Pourtant, ces avantages ne sont pas encore arrivés à Namanhumbir. Là-bas, tout est rouge. Le sol, l’essentiel de la végétation desséchée, dont on utilise les branches et les feuilles pour construire les cabanes, le bois, la poussière et les rubis. Le meurtre d’Antoninho Geronimo n’a jamais été signalé à la police mais, selon nos sources au sein du ministère de la Justice du Mozambique, dix-huit personnes ont été fusillées et laissées pour mortes pour avoir exploité les richesses de leur sol et, parfois. Les cas sont dénombrés depuis 2009, date à laquelle les riches gisements de rubis ont été découverts dans la province de Montepuez.

mozambique rubis ZAM mozambique rubis ZAM
A Montepuez, se trouve le gisement de rubis le plus riche du monde. © Estacio Valoi

Les premiers meurtres échappent donc à la responsabilité de MRM, qui n’a reçu sa concession qu’en février 2012. Ces assassinats relèvent du gouvernement mozambicain, qui a lancé en juillet 2009 la première opération policière contre les mineurs illégaux, peu après avoir pris connaissance de l’existence de richesses dans cette région. Reste qu’Antoninho et Manuel sont morts en 2015, trois ans après que «les avantages de l’extraction formalisée» étaient censés prendre forme. Les Potia et les Pacore ne sont que deux des 1’500 familles, soit au total environ neuf mille personnes dont la vie a changé du tout au tout avec l’apparition de l’exploitation minière officielle.

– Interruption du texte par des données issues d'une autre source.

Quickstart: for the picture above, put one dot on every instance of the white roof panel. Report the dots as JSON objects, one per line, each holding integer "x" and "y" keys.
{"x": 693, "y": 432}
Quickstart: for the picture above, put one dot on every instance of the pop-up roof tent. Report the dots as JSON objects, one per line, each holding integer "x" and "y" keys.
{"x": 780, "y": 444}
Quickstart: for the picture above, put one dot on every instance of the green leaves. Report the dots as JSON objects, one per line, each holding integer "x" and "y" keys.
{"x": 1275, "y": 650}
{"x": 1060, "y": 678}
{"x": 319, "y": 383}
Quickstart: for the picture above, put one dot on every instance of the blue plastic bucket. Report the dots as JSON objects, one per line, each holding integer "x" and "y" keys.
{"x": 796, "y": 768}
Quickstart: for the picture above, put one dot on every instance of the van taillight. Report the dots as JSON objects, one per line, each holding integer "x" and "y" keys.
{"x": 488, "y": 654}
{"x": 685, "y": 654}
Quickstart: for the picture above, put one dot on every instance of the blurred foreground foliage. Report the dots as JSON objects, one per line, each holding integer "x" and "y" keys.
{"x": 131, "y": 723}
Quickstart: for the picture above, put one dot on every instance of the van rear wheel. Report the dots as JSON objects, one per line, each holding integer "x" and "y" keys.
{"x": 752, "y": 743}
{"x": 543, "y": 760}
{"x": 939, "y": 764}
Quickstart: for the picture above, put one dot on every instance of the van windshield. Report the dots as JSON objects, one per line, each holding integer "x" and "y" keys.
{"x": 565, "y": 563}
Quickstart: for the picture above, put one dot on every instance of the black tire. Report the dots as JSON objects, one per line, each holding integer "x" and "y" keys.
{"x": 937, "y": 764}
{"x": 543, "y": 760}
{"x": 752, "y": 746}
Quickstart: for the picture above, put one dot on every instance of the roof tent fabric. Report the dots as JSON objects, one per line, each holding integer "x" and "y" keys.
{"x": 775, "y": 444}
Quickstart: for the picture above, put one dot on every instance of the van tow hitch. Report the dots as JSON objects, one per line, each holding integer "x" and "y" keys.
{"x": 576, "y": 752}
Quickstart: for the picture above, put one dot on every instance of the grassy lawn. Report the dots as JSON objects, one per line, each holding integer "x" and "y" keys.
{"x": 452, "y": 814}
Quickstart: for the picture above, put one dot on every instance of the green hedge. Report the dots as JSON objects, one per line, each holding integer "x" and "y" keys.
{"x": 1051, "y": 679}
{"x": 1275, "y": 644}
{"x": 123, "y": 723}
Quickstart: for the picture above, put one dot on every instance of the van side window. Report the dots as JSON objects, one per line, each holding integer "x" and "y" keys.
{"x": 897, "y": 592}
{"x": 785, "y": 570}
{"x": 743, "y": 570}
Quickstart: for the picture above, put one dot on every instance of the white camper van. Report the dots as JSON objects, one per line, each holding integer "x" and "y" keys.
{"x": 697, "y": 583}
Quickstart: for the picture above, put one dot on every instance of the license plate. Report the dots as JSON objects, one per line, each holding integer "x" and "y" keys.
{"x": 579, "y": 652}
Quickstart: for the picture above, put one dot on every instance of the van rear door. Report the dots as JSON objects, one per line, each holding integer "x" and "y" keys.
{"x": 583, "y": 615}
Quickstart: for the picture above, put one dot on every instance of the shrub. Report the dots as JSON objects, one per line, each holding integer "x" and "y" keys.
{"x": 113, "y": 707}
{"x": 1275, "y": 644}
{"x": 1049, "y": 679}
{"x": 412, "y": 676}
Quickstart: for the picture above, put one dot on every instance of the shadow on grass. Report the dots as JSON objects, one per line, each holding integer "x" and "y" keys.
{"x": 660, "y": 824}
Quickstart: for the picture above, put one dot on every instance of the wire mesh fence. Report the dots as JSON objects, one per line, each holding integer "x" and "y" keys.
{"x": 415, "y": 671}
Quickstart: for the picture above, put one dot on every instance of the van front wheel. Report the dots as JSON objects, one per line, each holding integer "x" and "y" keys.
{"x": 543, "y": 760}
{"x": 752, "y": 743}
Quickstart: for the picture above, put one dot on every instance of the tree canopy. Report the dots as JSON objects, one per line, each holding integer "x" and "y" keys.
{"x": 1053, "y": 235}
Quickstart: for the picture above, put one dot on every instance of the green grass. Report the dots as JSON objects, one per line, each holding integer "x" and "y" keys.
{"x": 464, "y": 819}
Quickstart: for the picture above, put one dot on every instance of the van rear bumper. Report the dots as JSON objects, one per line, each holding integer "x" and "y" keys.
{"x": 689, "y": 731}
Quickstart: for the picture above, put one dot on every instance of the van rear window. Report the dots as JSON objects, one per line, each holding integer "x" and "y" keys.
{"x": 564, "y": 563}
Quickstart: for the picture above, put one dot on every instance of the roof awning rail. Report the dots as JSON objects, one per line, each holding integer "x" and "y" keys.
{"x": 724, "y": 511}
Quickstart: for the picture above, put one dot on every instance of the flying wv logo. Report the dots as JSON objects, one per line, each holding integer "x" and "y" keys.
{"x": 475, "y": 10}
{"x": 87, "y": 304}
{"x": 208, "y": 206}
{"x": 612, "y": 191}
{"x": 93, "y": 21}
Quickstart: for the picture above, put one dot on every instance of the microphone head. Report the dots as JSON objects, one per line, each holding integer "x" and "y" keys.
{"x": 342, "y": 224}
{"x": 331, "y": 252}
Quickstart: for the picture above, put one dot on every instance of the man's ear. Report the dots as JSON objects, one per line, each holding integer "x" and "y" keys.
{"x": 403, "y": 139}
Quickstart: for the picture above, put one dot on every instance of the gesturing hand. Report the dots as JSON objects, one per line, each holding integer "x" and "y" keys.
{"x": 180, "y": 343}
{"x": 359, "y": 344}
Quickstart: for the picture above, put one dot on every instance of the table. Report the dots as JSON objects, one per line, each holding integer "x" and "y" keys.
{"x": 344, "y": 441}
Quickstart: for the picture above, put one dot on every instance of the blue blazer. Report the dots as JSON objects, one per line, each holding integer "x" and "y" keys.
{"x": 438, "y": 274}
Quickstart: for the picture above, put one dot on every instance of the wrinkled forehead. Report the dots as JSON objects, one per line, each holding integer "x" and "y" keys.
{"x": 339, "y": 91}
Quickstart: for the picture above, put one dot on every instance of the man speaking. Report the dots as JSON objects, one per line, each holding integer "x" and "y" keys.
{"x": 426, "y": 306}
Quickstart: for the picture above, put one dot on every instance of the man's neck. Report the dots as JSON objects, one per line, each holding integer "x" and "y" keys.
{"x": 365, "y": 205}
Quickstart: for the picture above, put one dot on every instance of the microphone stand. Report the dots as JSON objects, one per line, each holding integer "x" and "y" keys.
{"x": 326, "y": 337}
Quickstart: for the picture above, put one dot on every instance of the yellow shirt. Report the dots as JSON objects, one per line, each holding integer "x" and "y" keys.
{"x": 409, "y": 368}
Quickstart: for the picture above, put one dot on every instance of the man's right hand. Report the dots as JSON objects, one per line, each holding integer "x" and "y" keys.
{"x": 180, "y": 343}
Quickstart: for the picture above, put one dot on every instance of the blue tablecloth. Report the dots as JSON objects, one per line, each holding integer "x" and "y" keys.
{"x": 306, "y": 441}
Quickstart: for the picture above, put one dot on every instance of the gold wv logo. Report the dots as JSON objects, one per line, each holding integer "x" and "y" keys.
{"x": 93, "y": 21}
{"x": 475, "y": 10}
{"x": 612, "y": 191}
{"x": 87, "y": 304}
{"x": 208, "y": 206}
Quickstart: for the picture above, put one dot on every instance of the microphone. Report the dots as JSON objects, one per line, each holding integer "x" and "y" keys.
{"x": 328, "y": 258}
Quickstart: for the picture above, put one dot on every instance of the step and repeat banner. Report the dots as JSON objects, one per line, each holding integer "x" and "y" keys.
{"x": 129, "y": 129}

A part les mines et l’agriculture, la région n’offre guère d’autres sources de revenus. Pendant de nombreuses années (il est difficile de déterminer combien, puisque cette activité était informelle), les mineurs artisanaux tiraient de leur sol le camada, un sable mêlé de rubis; ils le tamisaient et vendaient les pierres brutes aux commerçants étrangers. Depuis 2009, année durant laquelle on a découvert en Thaïlande des pierres qui provenaient de Montepuez, divers groupes paramilitaires empêchent désormais la population locale d’avoir accès aux ressources naturelles de ses terres.

mozambique rubis ZAM mozambique rubis ZAM
La mine est l'une des seules sources de revenus pour les habitants de Namanhumbir. © Estacio Valoi

Peu après le meurtre d’Antoninho et de Manuel, la FIR a été remplacée par la National Resources Protection Force, autre branche des Forces spéciales de l’armée mozambicaine. Est également présente la force de protection de la police mozambicaine, elle aussi accusée de protéger les intérêts de MRM plutôt que les habitants du pays. Il y a aussi la sécurité privée de MRM que la population locale appelle Nacatanas, «les hommes à la machette». Officiellement, il s’agit d’une équipe de 470 hommes employés par la société de sécurité ARKHE. Ils ne sont armés que de bâtons, mais sont malgré tout accusés d’avoir commis un meurtre.

Le procureur en chef du district de Montepuez, Pompilio Xavier Wazamguia, dit avoir connaissance de quatre cas résolus de fusillade et de coups ayant entraîné la mort dans la zone exploitée par MRM. Il apparaît que trois d’entre eux, des agents de la Força de Intervenção Rapida, ont été condamnés; le quatrième, un garde de sécurité de l’ARKHE, a été acquitté faute de preuves (Le Tribunal a conclu que la victime, le mineur illégal Carlos Calisto, a effectivement été tué, mais l’arme utilisée ne constituait pas une preuve concluante à l’encontre du garde de la sécurité). Wazamguia ajoute que son ministère continue à enquêter sur onze autres cas, liés à des allégations de meurtres de mineurs illégaux perpétrés par les forces de sécurité.

Le ministre de l’Intérieur, en charge des forces spéciales du gouvernement mozambicain comme la Força de Intervenção Rapida, s’est refusé à tout commentaire. De Londres, le principal actionnaire de MRM, Gemfields, déclare que les forces du gouvernement sont sur leur terrain «pour faire respecter la loi du sol et pour protéger les intérêts nationaux du pays»; qu’elles ne sont pas dirigées par MRM; qu’aucun employé fourni à MRM par ARKHE n’a fait l’objet d’une condamnation et que «ni Montepuez Ruby Mining Limitada ni ses cadres, son personnel ou ses agents contractuels ne pratiquent la violence ou l’intimidation à l’encontre de la communauté locale».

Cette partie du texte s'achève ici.